Temporal Workflow Engine PoC
Proposers
- @arndtd Daniel Arndt (Canonical)
- @aticig Gülsüm Atici (Canonical)
- @beierlm Mark Beierl (Canonical)
- @calvinosanc1 Guillermo Calviño (Canonical)
- @faccind Dario Faccin (Canonical)
- @reinosop Patricia Reinoso (Canonical)
Description
OSM has task management that is used for performing operations, such as deploying a Network Service, creating a VIM account, deploying VM VDUs, etc. Each of these tasks are managed in different ways, for example LCM and RO have different implementations and bugs might need to be fixed twice. The existing task management needs improvement in the following areas:
- Recovery from failure (pod crash)
- Timeouts
- Scale (only 1 unit is active right now)
- Coordination of tasks (LCM deploy calls RO to deploy VMs, but the two tasks have no coordination other than in the LCM's working memory)
- Cancellation of tasks
Rather than taking on the full responsibility for designing and developing a robust framework, this feature proposes the use of Temporal as a task management framework.

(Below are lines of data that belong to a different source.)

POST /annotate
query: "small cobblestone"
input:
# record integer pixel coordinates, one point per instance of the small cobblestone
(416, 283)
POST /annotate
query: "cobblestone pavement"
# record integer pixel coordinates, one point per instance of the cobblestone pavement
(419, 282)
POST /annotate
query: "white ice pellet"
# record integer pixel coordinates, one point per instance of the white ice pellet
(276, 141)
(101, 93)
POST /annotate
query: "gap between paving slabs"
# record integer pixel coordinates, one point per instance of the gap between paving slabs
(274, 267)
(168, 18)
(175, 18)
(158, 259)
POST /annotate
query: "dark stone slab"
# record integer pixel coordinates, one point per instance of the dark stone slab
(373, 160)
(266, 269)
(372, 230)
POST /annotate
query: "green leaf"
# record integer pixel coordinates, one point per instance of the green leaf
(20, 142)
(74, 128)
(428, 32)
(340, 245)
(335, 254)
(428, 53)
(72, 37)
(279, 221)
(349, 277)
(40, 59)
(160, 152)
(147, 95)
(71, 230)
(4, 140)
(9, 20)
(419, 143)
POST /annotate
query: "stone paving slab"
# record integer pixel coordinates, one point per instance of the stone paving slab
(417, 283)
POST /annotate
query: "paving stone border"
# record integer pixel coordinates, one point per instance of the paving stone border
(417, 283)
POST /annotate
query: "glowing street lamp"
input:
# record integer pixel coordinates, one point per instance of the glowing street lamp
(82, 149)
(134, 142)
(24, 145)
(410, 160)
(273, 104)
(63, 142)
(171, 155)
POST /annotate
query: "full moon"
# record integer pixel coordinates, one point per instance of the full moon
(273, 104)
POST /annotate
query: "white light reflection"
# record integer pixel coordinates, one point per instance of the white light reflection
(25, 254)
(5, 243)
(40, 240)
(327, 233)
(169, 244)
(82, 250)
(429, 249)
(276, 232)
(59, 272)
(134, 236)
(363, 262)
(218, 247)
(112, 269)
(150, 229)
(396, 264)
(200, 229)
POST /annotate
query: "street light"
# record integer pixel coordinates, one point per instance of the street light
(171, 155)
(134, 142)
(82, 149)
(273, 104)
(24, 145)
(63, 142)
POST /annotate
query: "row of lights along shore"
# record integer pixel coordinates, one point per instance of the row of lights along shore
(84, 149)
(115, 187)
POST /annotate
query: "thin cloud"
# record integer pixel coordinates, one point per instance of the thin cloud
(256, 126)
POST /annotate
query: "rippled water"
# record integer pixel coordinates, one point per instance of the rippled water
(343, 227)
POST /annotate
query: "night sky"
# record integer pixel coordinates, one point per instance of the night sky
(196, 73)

Temporal is a scalable and reliable runtime for Reentrant Processes called Temporal Workflow Executions. The Temporal Platform consists of a Temporal Cluster and Worker Processes. Together these components create a runtime for Workflow Executions. A Temporal Application is a set of Temporal Workflow Executions. Each Temporal Workflow Execution has exclusive access to its local state, executes concurrently to all other Workflow Executions, and communicates with other Workflow Executions and the environment via message passing.
In order to use Temporal, the upstream Temporal OCI is deployed to the OSM namespace. It uses the existing MySQL container as its datastore, and the various OSM modules can register as clients or workers.
https://docs.temporal.io/temporal
Demo or definition of done
Proof of Concept demonstrating some OSM operations as Workflows.
Design Documentation
Instead of Etherpad, we are going to use GitLab wiki to track the designs.